Is your table as messy as Liza’s fellas?
Then, no need to worry. You are neither paranoid nor messy.
My research on messy table goes like this:
The desk was invented around 1200 CE, and while the technology upon it has evolved, the desk itself has remained the same: a flat-surfaced work area accompanied by drawers and cubbies for storage.
Today’s efficiency experts insist that people are more productive when their desk is uncluttered, with “a place for everything and everything in its place.”
However, the notion that a clean desk makes you more productive is an absurd baloney.
Researchers at the University of Minnesota recently tested how well students came up with new ideas when working in orderly versus disorderly work areas.
The study showed:
“Participants in the messy room generated the same number of ideas for new uses as their clean-room counterparts. But their ideas were rated as more interesting and creative when evaluated by impartial judges.”
This connection between a messy desk and productivity is often missed because few people consider the cost of neatness, according to Eric Abrahamson.
David H. Freedman, author of A Perfect Mess writes: “That messiness and disorder can be so useful wouldn’t seem such a counter-intuitive notion if it weren’t for the bias towards neatness programmed into most of us. Specifically, people tend to ignore the cost of neatness, discount the possibility that messiness can’t always be excised no matter how hard it’s fought and trust the idea that mess can work better than neatness.”

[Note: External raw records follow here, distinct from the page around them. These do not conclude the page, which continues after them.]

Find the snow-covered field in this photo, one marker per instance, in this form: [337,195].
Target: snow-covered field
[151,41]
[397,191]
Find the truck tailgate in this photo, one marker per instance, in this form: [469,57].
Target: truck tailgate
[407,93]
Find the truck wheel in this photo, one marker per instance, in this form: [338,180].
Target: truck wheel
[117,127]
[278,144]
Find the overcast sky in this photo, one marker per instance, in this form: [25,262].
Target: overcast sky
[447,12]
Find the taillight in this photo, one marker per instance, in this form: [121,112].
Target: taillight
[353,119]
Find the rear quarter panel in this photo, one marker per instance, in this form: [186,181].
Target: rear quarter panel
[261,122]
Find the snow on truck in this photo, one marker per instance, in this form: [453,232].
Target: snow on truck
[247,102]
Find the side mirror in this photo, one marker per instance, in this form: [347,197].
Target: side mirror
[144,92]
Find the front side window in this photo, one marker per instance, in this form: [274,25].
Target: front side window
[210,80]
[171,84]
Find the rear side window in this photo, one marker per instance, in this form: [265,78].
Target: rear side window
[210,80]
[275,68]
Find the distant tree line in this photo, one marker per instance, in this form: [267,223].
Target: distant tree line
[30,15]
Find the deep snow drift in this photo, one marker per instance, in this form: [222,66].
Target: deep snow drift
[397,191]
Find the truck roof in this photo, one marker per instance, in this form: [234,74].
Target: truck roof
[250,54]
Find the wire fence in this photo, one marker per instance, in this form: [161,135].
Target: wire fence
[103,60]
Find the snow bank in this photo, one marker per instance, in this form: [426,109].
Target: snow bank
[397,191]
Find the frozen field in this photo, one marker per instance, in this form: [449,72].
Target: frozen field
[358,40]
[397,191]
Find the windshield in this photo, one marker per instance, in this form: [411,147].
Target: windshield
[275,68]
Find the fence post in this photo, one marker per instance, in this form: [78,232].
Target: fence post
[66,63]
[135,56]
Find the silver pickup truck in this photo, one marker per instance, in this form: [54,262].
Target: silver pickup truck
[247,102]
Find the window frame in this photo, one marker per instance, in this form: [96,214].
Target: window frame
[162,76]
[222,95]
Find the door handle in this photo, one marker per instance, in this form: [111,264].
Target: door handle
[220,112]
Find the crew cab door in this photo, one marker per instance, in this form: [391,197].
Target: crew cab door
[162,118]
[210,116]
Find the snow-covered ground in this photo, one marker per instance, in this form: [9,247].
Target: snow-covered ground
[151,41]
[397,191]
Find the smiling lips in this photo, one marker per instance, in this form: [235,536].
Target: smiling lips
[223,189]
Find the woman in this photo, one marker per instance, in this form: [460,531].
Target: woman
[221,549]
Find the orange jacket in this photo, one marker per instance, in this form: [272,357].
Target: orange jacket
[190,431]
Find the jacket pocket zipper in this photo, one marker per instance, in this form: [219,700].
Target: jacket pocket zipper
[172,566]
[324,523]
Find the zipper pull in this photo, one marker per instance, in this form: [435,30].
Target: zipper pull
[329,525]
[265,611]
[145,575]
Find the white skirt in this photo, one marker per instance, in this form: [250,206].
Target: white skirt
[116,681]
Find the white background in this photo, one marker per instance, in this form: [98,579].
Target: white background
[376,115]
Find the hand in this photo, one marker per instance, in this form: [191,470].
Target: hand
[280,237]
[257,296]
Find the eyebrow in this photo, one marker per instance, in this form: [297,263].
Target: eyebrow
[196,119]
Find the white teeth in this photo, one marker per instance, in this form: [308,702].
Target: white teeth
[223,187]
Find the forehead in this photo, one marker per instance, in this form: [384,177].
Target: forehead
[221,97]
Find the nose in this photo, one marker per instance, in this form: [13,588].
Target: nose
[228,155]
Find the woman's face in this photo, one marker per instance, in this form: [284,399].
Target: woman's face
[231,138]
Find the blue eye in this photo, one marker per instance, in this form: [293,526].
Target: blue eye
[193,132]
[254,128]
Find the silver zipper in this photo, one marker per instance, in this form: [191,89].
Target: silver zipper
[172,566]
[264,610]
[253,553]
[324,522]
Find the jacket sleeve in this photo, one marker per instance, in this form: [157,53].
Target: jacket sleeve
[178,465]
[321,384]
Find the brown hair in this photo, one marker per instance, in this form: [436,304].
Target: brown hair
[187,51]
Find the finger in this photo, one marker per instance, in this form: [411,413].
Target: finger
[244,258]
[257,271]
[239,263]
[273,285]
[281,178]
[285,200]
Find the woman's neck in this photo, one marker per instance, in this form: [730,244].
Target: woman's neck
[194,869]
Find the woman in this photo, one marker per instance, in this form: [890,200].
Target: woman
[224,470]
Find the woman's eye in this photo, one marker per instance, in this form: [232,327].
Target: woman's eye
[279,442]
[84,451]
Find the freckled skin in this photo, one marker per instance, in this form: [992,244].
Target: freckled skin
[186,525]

Geniuses have something better to do than futzing around with filing systems, electronic or otherwise.
The notion that a clean desk means a productive worker is an artifact of the mid-20th century. Historically, geniuses were always pictured with a cluttered desk, as in this 19th-century portrayal by Samuel Johnson:
“Back in the days, a clean desk was considered a sign of slothful laziness. Busy people, and smart people didn’t have time to straighten up. Mark Twain, for example, chose to leave his desk cluttered whenever he was photographed.”
Albert Einstein famously pointed out: “If a cluttered desk is a sign of a cluttered mind, of what, then, is an empty desk a sign?”
Thomas Edison, who had a famously messy desk, must have agreed.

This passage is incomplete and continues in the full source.